Il ministro della Cultura britannico si è difeso dall'accusa di aver passato informazioni a Murdoch e non si dimette, per ora

Il ministro della Cultura britannico Jeremy Hunt non si dimette, almeno per ora. Hunt oggi si è difeso alla Camera dei Comuni e ha detto che manterrà il suo incarico fino a quando la commissione dell’Inchiesta Leveson non giudicherà il caso delle email sospette tra i suoi collaboratori e i vertici del gruppo di Rupert Murdoch durante le trattative per l’acquisto del gruppo televisivo BSkyB (British Sky Broadcasting). Hunt ha detto di avere il “pieno sostegno” del primo ministro David Cameron e che tutte le decisioni fondamentali prese dal governo britannico per l’acquisizione di BSkyB da parte di News Corporation sono state mediate da regolatori indipendenti.

Hunt, inoltre, si è detto “molto dispiaciuto” per le dimissioni di oggi di un suo importante collaboratore, il consigliere speciale Adam Smith, coinvolto nel caso delle email scambiate con i responsabili di BSkyB. Hunt ha detto di non sapere della quantità “inappropriata” e del tono delle comunicazioni tra Smith e la News Corporation, ma allo stesso tempo ha detto che Smith non avrebbe agito in malafede. Smith si è dimesso dicendo di aver agito all’oscuro del suo capo. Diversi deputati laburisti hanno protestato contro Hunt: tra questi, il ministro ombra della Cultura Harriet Harman ha chiesto a Hunt come fosse possibile che Frederic Michel, capo dei lobbisti di News Corporation, sapesse per esempio con due giorni di anticipo le dichiarazioni pubbliche di Hunt.

Il caso delle email tra il ministero di Hunt e la News Corporation è venuto fuori ieri sera: secondo le accuse il ministro Jeremy Hunt avrebbe, tramite i suoi collaboratori, passato informazioni riservate ai vertici del gruppo di Murdoch tramite email quasi quotidiane, tenendoli aggiornati sul processo e sulle trattative dell’acquisizione di BSkyB da parte della News Corporation che negli ultimi tempi aveva provocato molte polemiche sulla potenziale perdita di pluralismo dell’informazione. Le informazioni del ministero sarebbero state inviate a Frederic Michel, capo dei lobbisti di News Corporation, che a sua volta informava James Murdoch, il figlio di Rupert.

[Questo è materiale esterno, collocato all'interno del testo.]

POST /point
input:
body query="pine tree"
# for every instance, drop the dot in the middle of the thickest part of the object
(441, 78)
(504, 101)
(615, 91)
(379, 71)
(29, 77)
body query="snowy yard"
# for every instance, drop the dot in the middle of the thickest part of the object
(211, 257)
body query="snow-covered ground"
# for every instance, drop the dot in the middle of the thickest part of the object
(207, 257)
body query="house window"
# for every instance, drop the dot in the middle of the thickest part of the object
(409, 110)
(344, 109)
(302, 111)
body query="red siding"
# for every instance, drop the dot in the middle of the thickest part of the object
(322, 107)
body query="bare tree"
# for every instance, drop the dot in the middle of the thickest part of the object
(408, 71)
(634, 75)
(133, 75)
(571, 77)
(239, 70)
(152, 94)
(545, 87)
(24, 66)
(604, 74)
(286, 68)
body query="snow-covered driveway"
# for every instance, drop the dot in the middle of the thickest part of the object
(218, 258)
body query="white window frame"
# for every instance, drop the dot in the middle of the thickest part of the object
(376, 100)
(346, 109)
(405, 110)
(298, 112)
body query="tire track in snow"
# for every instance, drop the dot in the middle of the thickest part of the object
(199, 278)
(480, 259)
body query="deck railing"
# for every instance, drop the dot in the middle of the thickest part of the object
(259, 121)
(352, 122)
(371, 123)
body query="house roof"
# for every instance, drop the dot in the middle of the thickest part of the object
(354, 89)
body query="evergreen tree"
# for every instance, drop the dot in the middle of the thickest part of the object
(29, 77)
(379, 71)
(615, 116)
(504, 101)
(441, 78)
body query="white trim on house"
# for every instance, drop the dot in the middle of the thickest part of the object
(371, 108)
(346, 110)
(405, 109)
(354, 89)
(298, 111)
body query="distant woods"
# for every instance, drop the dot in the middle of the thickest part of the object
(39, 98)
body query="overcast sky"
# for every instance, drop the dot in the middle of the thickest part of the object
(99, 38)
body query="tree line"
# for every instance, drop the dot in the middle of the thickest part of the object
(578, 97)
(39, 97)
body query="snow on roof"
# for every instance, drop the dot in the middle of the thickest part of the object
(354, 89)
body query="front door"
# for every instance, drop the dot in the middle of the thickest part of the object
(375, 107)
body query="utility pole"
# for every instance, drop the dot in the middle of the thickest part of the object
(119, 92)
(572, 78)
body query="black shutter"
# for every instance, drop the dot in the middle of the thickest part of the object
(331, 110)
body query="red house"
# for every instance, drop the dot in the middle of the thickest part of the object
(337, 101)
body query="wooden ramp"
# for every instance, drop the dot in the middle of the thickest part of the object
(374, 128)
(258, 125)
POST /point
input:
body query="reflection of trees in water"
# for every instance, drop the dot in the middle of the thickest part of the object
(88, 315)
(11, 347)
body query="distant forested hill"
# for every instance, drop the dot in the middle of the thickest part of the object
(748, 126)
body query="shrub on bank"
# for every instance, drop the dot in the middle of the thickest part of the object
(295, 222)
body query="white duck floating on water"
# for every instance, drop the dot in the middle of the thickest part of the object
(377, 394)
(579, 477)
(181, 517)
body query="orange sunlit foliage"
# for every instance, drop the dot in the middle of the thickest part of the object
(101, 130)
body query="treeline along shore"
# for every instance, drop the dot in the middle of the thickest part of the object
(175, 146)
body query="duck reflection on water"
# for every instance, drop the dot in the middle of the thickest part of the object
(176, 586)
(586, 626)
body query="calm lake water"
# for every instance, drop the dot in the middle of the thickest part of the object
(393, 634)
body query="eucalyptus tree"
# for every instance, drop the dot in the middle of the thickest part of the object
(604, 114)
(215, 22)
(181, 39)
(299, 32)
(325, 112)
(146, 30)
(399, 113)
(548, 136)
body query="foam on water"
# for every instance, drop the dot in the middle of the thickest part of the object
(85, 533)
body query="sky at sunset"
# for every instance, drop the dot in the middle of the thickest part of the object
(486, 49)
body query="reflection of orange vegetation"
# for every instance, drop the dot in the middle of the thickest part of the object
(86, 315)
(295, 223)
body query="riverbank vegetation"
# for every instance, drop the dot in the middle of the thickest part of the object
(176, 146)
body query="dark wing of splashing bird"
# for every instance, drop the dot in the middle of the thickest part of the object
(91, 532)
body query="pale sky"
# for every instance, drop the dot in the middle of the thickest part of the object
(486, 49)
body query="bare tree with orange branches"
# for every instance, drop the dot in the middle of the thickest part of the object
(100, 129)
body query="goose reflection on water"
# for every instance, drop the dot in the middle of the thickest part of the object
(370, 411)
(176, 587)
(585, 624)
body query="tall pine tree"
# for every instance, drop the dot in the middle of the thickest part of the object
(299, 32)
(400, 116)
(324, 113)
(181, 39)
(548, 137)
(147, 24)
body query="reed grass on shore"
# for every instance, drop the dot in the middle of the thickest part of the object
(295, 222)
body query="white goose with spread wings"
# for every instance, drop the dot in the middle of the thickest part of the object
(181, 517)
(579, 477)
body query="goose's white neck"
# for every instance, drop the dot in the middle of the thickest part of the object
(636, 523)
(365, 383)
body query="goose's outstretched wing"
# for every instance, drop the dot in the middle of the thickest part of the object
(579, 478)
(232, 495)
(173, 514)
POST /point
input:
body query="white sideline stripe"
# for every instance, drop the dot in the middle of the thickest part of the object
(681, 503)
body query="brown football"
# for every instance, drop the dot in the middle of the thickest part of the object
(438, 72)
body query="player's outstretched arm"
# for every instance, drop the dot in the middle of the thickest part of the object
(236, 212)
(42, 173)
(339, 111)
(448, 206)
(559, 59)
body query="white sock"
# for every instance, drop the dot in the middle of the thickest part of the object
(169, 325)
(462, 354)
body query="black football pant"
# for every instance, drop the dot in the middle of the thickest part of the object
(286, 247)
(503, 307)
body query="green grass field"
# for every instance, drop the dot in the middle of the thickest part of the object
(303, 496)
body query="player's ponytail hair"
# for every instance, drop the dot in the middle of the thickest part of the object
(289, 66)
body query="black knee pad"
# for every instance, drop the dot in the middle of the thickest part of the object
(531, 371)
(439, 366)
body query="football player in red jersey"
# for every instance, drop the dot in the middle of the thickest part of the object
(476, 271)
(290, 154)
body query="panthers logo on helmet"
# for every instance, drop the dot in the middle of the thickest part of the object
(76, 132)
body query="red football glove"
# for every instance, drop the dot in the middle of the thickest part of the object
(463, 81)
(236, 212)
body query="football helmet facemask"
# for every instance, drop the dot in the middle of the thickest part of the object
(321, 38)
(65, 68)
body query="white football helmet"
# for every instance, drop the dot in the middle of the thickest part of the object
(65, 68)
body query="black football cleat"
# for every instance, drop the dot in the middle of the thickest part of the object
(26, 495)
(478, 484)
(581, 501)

In una mail Frederic Michel diceva di «essere riuscito ad avere qualche informazione» su quello che Hunt avrebbe annunciato il giorno dopo al Parlamento sul dossier, nonostante questo fosse «assolutamente illegale». Il 15 giugno del 2010 un consulente di Hunt, ossia Smith, scrisse a Michel che «non ci dovrebbe essere nessun problema sul tema della pluralità d’informazione» e che il governo avrebbe dato parere «favorevole».

BSkyB è il maggiore gruppo televisivo della Gran Bretagna, e possiede la rete Sky nel Regno Unito: il suo fatturato nell’ultimo anno è stato di 5,9 miliardi di sterline ed è posseduta per il 39 per cento da News Corporation di Rupert Murdoch. Quando, nell’ottobre 2010, il gruppo di Murdoch aveva presentato la propria offerta d’acquisto per BSkyB, i più grandi gruppi televisivi e i maggiori giornali britannici (BBC, Channel 4, Guardian, Telegraph, Mirror e Mail) si erano coalizzati per chiedere al governo di bloccare l’operazione, denunciando il rischio di una deriva monopolista nella gestione dell’informazione britannica. Allora News Corporation ritirò l’offerta e rinunciò all’affare la scorsa estate, durante lo scandalo per le intercettazioni illegali a News of the World.